30.11.11

Remembering the season's purpose

What are the most important gifts you've received in your lifetime?

Every Christmas Eve of my childhood, I lulled myself to sleep with memories of all the Christmas mornings I could recall.  I pictured my parents as they urged my sisters and I into our bathrobes and slippers.  My mother stayed with us at the top of the stairs while my father turned on the Christmas tree lights.  At last our parents let us rush downstairs and take down our stockings.  After we discovered the candy canes with their handmade stick horse head covers, my parents made us sit down and take turns opening our presents one by one.  Later I understood this meant we could appreciate each other's gifts and not just focus greedily on our own.
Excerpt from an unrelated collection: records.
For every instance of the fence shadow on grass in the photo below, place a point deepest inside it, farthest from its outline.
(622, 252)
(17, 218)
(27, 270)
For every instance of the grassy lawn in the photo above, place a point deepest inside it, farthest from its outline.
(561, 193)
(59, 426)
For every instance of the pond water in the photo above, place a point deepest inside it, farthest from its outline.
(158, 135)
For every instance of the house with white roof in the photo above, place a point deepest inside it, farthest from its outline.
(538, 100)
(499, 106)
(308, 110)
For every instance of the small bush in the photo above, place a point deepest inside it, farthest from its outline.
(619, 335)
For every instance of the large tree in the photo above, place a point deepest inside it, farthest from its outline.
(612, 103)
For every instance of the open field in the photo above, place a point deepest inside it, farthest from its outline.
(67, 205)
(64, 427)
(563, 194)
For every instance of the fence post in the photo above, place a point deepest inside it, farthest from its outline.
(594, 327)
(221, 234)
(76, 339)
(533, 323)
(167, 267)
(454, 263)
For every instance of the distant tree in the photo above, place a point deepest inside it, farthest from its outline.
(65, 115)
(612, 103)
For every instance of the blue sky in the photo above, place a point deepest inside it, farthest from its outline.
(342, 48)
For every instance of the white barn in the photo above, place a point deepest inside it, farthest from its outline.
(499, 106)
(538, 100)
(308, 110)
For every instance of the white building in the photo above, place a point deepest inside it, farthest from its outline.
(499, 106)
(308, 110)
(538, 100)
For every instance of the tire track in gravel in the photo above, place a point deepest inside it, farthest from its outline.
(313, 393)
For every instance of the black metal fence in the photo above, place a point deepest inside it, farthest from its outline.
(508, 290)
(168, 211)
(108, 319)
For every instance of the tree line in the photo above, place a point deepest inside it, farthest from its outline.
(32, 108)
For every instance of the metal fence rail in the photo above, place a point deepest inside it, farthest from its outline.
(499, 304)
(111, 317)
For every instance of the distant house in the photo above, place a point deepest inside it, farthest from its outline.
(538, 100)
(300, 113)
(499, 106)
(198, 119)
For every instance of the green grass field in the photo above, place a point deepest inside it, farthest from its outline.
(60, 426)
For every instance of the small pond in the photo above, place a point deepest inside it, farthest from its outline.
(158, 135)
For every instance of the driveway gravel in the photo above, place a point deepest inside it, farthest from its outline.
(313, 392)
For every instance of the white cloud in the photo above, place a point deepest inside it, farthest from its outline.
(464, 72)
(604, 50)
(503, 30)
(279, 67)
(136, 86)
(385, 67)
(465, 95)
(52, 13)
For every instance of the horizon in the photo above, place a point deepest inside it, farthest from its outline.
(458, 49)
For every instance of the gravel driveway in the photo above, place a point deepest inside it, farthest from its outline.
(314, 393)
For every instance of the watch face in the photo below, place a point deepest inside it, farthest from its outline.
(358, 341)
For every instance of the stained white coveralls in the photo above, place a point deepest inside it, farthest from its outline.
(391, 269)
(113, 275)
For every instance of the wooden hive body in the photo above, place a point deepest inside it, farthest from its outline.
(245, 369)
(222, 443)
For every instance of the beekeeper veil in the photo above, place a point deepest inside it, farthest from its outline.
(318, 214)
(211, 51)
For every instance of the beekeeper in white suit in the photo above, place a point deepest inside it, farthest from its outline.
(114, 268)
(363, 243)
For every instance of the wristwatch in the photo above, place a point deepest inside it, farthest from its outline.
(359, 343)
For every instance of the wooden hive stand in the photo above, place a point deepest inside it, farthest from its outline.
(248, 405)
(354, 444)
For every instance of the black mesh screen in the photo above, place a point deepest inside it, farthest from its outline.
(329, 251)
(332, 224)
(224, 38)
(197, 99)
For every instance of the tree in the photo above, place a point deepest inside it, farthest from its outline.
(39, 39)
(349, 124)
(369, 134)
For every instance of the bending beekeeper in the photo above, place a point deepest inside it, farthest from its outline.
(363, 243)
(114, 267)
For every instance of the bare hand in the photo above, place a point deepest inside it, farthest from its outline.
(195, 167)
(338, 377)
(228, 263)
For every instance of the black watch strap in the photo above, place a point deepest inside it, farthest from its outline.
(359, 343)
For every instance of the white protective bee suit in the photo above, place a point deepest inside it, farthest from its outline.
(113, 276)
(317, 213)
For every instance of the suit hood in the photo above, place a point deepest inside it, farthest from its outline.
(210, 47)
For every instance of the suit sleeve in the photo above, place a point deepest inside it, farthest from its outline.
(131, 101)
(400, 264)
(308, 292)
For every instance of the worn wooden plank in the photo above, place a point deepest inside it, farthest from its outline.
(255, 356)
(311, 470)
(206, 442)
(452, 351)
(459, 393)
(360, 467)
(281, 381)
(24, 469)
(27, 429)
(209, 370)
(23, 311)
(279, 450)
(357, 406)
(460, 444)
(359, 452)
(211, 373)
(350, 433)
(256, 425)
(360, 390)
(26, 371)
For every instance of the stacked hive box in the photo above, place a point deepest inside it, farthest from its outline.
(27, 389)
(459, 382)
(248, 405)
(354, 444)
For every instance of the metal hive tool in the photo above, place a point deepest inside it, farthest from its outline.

I continued my Christmas Eve ritual well into my teens, until my childhood Christmases blurred together.  Certain exceptional holiday mornings stood out, like the Christmas my sisters and I got a gift that did not fit under the tree:  Freckles, our first pony.  Difficult to gift wrap something with four legs!  (Especially a creature as hard to catch as Freckles turned out to be.)

With Love is the Thread just beginning its second week of publication, you may expect me to feel most grateful for the gift of becoming a published author.  Yes, that gift is very close to the top of my list.  But as the seasons shift toward autumn into winter and the longest night of the year approaches, I'm contemplating gifts I've received that cannot be wrapped any easier than Freckles.  The gift of Kristine's friendship, which inspired me to write Love is the Thread.  The gift of every relationship that brought me to her door in the first place, and all the friends who have grown into my life because of Kristine.

The gift that allows me to string words together, and the thoughts and emotions they represent.  The gift of sharing those words with you.